Adds regression test to prevent recurrence."
 
git push -u origin <branch-name>
 
gh pr create --title "fix: <concise description>" --body "## Summary
<1-2 sentences explaining what this PR fixes>
 
## Problem
<What was the bug - error type, when it occurred, impact>
 
## Root Cause
<Why the bug happened - 1-2 sentences>
 
## Solution
<How it was fixed - 2-4 bullet points>
 
## Changes
- \`path/to/file.py\`: <what changed>
- \`tests/path/to/test.py\`: <regression test added>
 
## Testing
- Added regression test: \`test_<name>\`
- Verified fix with <reproduction method>
- All existing tests pass
 
## Notes for Reviewers
<optional - edge cases considered, alternative approaches rejected, etc.>"

Claude PR review will automatically add deeper analysis after the PR is created.

8.3 Clean Up Worktree (If Applicable)

If working in a separate worktree, offer cleanup:

Use AskUserQuestion:

PR created. Would you like me to clean up the worktree?

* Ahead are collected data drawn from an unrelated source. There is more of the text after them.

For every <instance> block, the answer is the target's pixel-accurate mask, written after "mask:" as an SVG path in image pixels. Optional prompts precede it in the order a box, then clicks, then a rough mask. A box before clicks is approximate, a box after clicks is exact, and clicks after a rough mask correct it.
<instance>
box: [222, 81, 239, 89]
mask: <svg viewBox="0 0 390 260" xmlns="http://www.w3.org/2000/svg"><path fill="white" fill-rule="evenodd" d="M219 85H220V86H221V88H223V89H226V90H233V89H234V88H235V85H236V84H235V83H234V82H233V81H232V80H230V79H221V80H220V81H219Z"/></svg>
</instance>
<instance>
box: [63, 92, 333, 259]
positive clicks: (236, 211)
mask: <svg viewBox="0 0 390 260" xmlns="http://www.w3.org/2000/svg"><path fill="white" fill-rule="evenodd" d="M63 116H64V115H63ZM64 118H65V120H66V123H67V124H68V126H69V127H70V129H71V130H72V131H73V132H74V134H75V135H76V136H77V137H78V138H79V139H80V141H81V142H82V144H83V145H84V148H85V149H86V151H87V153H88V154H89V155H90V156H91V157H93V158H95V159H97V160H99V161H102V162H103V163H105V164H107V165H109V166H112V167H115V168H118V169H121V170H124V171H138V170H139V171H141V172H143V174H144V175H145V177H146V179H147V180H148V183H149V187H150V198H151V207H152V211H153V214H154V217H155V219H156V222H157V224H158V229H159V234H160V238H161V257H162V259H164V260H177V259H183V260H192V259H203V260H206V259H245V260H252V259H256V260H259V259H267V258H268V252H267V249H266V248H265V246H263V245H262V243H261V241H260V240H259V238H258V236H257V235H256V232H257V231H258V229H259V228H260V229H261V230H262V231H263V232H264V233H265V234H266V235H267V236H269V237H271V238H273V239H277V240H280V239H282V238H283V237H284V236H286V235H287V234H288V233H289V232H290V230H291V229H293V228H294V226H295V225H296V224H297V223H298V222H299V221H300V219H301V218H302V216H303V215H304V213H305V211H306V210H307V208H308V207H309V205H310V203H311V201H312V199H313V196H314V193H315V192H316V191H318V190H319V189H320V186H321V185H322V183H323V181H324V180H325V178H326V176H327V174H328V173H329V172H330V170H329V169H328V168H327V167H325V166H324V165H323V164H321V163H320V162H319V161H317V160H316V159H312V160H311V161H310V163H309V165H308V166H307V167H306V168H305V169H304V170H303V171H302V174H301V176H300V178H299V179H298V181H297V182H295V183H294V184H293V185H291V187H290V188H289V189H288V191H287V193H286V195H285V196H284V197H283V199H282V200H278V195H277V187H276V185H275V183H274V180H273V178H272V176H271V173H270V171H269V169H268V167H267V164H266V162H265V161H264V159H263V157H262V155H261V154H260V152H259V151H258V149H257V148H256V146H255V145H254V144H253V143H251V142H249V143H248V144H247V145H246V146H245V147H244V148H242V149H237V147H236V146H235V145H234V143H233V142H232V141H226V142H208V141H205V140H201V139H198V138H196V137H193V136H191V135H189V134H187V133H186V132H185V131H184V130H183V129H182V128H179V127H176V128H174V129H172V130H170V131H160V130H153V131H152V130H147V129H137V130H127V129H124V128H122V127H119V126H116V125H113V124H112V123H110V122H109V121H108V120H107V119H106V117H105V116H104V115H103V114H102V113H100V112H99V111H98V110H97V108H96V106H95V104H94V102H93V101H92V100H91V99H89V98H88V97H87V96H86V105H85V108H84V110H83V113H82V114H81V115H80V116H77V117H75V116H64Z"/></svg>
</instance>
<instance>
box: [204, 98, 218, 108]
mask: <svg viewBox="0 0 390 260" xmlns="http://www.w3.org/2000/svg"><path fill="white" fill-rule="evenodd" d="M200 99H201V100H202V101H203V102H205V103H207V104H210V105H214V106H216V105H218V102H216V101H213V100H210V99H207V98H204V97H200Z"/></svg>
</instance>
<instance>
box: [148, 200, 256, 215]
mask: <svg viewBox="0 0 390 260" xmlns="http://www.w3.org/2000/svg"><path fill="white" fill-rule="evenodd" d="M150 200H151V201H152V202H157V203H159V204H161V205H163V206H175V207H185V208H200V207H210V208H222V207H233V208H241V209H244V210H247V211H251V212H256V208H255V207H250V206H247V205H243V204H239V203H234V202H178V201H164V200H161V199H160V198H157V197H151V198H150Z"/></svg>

- Yes, remove the worktree and switch back to main repo
- No, keep the worktree around

If yes, run the cleanup script:

.claude/skills/bug-fix/scripts/cleanup-worktree.sh

This checks for uncommitted changes, navigates back to the main repo, and removes the worktree.

Key Principles

Understand Before Fixing

  • Never fix what you don't understand
  • Form a clear hypothesis of root cause
  • Confirm with the user before proceeding

Test First (TDD)

  • Write the failing test BEFORE the fix
  • The test captures the bug behavior
  • The test prevents regression

Minimal Fix

  • Fix the bug, nothing more
  • Don't refactor adjacent code
  • Don't add unrelated improvements

Verify Thoroughly

  • Test must fail before fix
  • Test must pass after fix
  • No regressions in related code

Common Bug Patterns

NoneType / AttributeError

  • Check for missing null checks
  • Verify optional fields are handled
  • Look for deleted/missing related objects

KeyError / IndexError

  • Check input validation
  • Verify data structure assumptions
  • Look for edge cases in collections

Type Errors

  • Check type hint mismatches
  • Verify Pydantic model fields
  • Look for incorrect type coercion

Database / Query Errors

  • Check query parameters
  • Verify relationship handling
  • Look for missing migrations

Async / Temporal Errors

  • Check activity error handling
  • Verify workflow state assumptions
  • Look for race conditions

Begin

  1. Parse the error from: $ARGUMENTS
  2. Extract file locations and error details
  3. Read the code at the error location
  4. Begin investigation with Explore agent

Start by understanding the error and locating it in the codebase.